Anstey - on Mar. 12 2008
Sparse and desolate for sure. I am not sure about the first two lines. I feel that somehow they could be worked together a bit tighter.
Kat - on Mar. 12 2008

this is incredibly profound writing......as words about killing and dying should be, but aren't always.....starkly to the point, yet poignant......my only suggestion would be to move the line, "somewhere men are dying" to the very end of the poem.....it's such a great line that it speaks to so much more than your poem......and would shine like a light in the darkness as the ending thought the reader is left with.....to contemplate......Kat


Anstey - on Mar. 12 2008
Kat's dead on about that line, however, I do wonder about moving it as it flows so logically from the previous thought. I would actually think first about just cutting the last stanza. It is a VERY powerful piece. (Like you know how to do anything else! )
Norm - on Mar. 14 2008

Your exact concern was in my mind when I wrote this, but I wanted to say that the dead space on that trail was also inside us. One of the worse things that happened there was the indifference we felt about men dying somewhere. Since we didn't sustain casualities in the ambush, the next day was just putting the 100 pounds we carried on our backs again, and moving further into the mountains. So, I ended the poem with the almost prosaic notion of repetetive, tired existence.
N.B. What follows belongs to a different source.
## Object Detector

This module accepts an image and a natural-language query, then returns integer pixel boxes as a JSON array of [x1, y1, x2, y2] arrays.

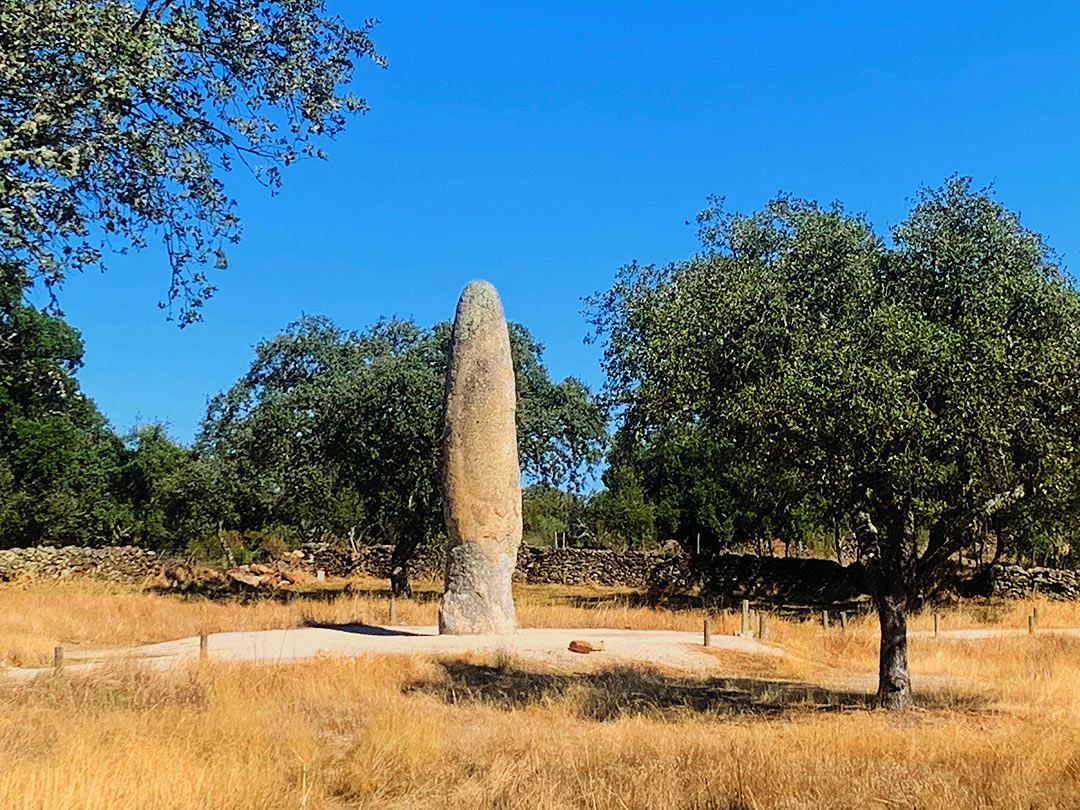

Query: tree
[[1, 0, 384, 321], [0, 272, 128, 545], [602, 424, 825, 554], [118, 422, 190, 547], [588, 178, 1080, 708], [199, 314, 606, 594]]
Medal of Honor recepient Sen. Bob Kerrey of Nebraska once said, "The worse thing isn't dying for your country, it's killing for it. That's what haunts you all your life." He was right.


Anstey - on Mar. 15 2008
I think that your reasoning is perfectly valid. I think the fact you already thought of it tells me you should just leave it as is. It's a very very good piece of writing. I have to tell you, what i find most amazing Norm, isn't that you can write this poem, it's that you can write this poem and the poem about the fox. (which remains my favorite of all your work that i've seen, and possibly one of my favorite poems ever)
Norm - on Mar. 15 2008
I am more honored by that than you can imagine.  Thank you.